Hydrogen’s on the rise… On Tuesday, institutional and private stakeholders took part in the Italian Hydrogen Summit to take stock of the budding industry’s health. Numbers show it’s glowing: according to the H2IT Observatory, 65% of the companies involved increased their investments in hydrogen by 2022, with 70% of funds coming from their internal resources.
- In other words, the private sector is driving growth – no small feat for a country that’s traditionally more public-reliant than its competitors – and demonstrates the potential investors see in H2.

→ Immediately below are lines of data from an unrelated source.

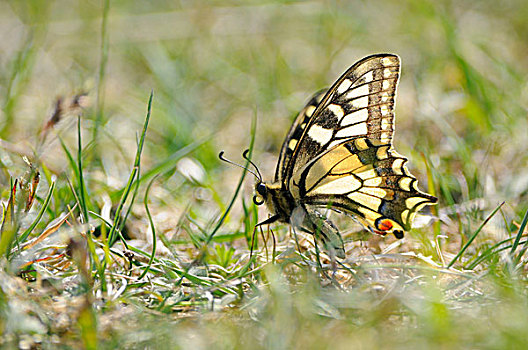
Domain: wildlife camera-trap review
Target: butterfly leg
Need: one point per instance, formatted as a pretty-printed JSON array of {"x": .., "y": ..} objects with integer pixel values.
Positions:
[{"x": 311, "y": 221}]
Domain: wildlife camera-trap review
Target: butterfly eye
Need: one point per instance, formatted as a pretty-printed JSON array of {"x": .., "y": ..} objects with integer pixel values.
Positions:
[
  {"x": 262, "y": 189},
  {"x": 258, "y": 200}
]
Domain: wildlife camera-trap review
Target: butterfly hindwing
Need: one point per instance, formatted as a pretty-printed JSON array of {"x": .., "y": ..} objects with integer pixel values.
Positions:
[
  {"x": 359, "y": 104},
  {"x": 364, "y": 178}
]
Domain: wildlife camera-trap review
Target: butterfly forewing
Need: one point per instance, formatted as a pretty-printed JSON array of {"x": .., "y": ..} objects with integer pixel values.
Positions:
[
  {"x": 364, "y": 179},
  {"x": 295, "y": 133},
  {"x": 359, "y": 104}
]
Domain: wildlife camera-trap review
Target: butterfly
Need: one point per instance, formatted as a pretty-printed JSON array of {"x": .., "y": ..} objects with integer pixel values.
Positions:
[{"x": 338, "y": 155}]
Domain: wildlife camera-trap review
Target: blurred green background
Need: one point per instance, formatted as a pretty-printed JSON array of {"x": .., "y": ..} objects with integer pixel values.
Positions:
[{"x": 215, "y": 65}]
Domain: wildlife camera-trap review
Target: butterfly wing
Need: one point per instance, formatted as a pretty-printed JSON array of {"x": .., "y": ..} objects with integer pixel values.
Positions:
[
  {"x": 359, "y": 104},
  {"x": 295, "y": 132},
  {"x": 364, "y": 178}
]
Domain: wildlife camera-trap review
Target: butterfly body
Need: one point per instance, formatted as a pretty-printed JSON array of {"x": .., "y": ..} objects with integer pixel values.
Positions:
[{"x": 338, "y": 155}]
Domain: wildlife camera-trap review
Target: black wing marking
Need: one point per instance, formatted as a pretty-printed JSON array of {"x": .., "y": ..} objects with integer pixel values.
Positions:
[
  {"x": 367, "y": 180},
  {"x": 359, "y": 104},
  {"x": 295, "y": 132}
]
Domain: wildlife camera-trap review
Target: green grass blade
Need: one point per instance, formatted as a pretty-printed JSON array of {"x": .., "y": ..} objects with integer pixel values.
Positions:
[
  {"x": 133, "y": 175},
  {"x": 82, "y": 187},
  {"x": 519, "y": 234},
  {"x": 28, "y": 231},
  {"x": 153, "y": 228},
  {"x": 472, "y": 238}
]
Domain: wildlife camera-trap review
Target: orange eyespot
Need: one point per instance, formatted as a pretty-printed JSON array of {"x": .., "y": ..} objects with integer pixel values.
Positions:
[{"x": 384, "y": 225}]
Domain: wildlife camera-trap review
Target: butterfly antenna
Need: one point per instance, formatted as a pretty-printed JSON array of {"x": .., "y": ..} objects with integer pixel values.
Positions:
[
  {"x": 221, "y": 156},
  {"x": 245, "y": 156}
]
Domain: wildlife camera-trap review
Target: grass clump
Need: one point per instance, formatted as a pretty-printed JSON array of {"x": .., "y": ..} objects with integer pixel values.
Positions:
[{"x": 121, "y": 228}]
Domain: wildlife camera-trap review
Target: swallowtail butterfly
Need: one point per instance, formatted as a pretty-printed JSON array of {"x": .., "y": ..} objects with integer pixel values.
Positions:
[{"x": 338, "y": 155}]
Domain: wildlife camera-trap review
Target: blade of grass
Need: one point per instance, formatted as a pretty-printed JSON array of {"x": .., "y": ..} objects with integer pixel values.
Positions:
[
  {"x": 28, "y": 231},
  {"x": 135, "y": 171},
  {"x": 518, "y": 239},
  {"x": 472, "y": 238},
  {"x": 152, "y": 227},
  {"x": 82, "y": 187},
  {"x": 519, "y": 234},
  {"x": 103, "y": 59}
]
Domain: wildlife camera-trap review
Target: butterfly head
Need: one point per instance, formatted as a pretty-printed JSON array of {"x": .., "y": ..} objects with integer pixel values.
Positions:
[
  {"x": 261, "y": 193},
  {"x": 261, "y": 188}
]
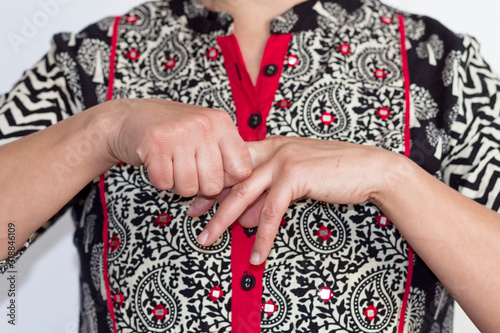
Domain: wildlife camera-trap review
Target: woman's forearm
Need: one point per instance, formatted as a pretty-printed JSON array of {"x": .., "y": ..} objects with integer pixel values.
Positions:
[
  {"x": 43, "y": 171},
  {"x": 457, "y": 238}
]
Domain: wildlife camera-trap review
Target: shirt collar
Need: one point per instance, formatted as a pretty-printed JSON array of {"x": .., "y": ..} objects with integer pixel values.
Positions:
[{"x": 304, "y": 16}]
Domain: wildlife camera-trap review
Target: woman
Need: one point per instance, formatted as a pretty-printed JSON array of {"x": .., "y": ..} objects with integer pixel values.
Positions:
[{"x": 346, "y": 77}]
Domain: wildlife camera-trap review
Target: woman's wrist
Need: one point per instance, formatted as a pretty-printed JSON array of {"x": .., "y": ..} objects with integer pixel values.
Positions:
[
  {"x": 395, "y": 173},
  {"x": 102, "y": 129}
]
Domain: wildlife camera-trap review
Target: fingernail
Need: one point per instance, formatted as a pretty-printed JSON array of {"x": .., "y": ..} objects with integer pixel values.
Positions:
[
  {"x": 255, "y": 258},
  {"x": 190, "y": 211},
  {"x": 202, "y": 238}
]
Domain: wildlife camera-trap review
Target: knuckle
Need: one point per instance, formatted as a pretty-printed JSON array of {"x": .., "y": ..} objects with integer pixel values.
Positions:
[
  {"x": 212, "y": 189},
  {"x": 269, "y": 212},
  {"x": 156, "y": 138},
  {"x": 202, "y": 124},
  {"x": 243, "y": 171},
  {"x": 240, "y": 190},
  {"x": 188, "y": 192},
  {"x": 163, "y": 185}
]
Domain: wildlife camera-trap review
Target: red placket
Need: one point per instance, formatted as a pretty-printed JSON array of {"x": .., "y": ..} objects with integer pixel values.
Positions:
[{"x": 252, "y": 108}]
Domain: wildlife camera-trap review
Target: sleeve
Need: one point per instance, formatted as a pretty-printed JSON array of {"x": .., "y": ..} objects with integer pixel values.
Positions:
[
  {"x": 472, "y": 164},
  {"x": 45, "y": 95}
]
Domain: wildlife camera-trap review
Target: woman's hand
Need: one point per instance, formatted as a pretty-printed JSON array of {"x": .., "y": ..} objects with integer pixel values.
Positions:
[
  {"x": 287, "y": 169},
  {"x": 187, "y": 149}
]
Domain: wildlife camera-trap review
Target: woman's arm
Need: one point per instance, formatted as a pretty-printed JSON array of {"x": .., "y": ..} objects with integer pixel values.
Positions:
[
  {"x": 456, "y": 237},
  {"x": 181, "y": 145}
]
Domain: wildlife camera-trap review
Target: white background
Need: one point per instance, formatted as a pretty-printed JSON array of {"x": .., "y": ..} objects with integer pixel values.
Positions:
[{"x": 48, "y": 299}]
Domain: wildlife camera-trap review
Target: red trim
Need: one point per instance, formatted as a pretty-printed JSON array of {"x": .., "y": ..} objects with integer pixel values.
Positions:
[
  {"x": 112, "y": 58},
  {"x": 406, "y": 75},
  {"x": 102, "y": 179},
  {"x": 246, "y": 306}
]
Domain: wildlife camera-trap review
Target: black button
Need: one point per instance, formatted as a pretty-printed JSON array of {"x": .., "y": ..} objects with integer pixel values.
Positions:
[
  {"x": 250, "y": 231},
  {"x": 270, "y": 70},
  {"x": 248, "y": 282},
  {"x": 254, "y": 120}
]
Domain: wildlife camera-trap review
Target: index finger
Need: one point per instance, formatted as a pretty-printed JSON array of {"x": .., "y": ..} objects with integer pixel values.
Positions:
[{"x": 241, "y": 196}]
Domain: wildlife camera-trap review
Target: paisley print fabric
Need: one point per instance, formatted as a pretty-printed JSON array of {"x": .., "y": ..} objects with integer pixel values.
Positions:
[{"x": 333, "y": 268}]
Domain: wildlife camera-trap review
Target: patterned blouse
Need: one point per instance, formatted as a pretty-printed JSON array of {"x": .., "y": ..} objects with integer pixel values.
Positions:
[{"x": 349, "y": 70}]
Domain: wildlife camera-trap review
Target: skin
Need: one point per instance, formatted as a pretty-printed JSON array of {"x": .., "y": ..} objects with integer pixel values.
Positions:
[{"x": 211, "y": 155}]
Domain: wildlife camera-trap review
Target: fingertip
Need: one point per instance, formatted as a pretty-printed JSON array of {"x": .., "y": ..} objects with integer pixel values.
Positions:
[
  {"x": 200, "y": 206},
  {"x": 202, "y": 238},
  {"x": 255, "y": 258}
]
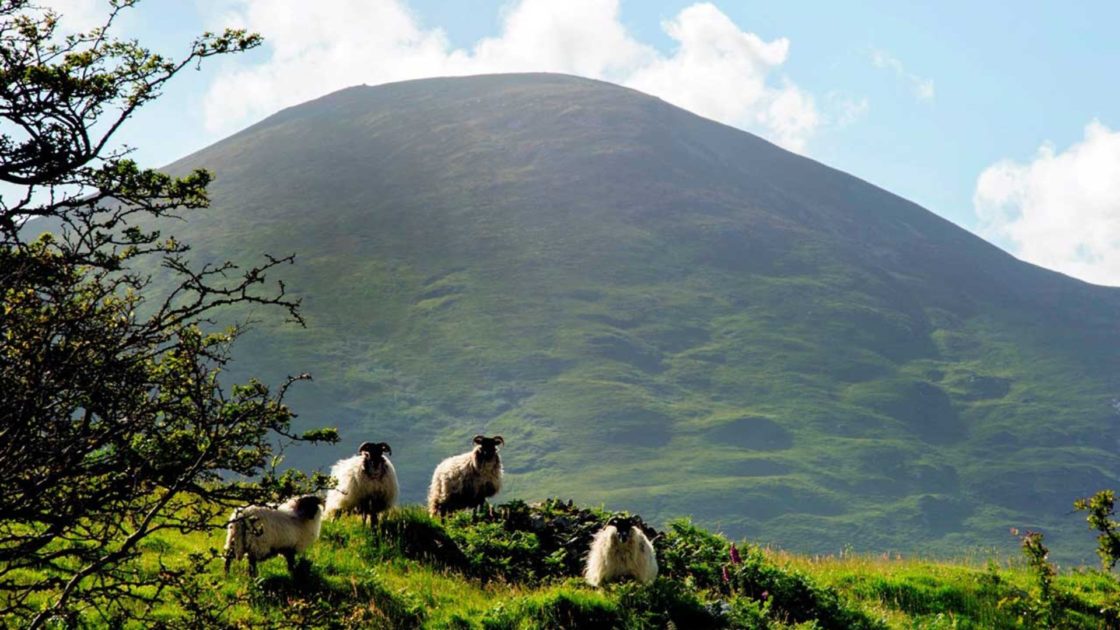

- “The supply chain is ready to play its part,” H2IT President Alberto Dossi told Il Sole 24 Ore, highlighting it’s now up to the government to provide a clear path for the industry going forward.
… and Rome is in. The Italian government has allocated over €3.6 billion (bankrolled by the European Union) to bolster Italy’s hydrogen supply chain. As Enterprise Minister Adolfo Urso remarked during the event, a good chunk of that money will flow towards funding the development of local green hydrogen production districts in disused industrial areas.
- That’s the “crucial junction” for matching supply and demand, said Claudio Barbaro, Undersecretary of State at the Ministry of the Environment and Energy Security
- … which, as Il Sole 24 Ore reports, has selected 54 projects for as many “hydrogen valleys” across the country for a total investment of over €724 million.
A matter of scale. These projects entail installing electrolysers – which isolate hydrogen from water – for a total of 125 megawatts. These production centres will be powered with renewable energy drawn from the grid or supplied by subservient plants (or a mix of both options).
- All in all, the projects have the capacity to produce roughly 7,000 tonnes of renewable hydrogen per year.
- Contextually, explained Minister Urso, the government vows “to create a certain and stable regulatory and normative reference framework, capable of encouraging investment in the sector,” addressing one of the companies’ main concerns.
Italy, the European hydrogen hub. Rome’s push to decarbonise the economy by leveraging H2 is part of a wider EU drive to do the same – which allows for extra funding and, quite possibly, the exemption of such green investment from the EU’s stringent State aid limits. That’s already happening for projects of common European interest, such as the SoutH2 Corridor, a planned strategic infrastructure running from Northern Africa and across Italy to transport the molecule into Central Europe – through Austria and Germany.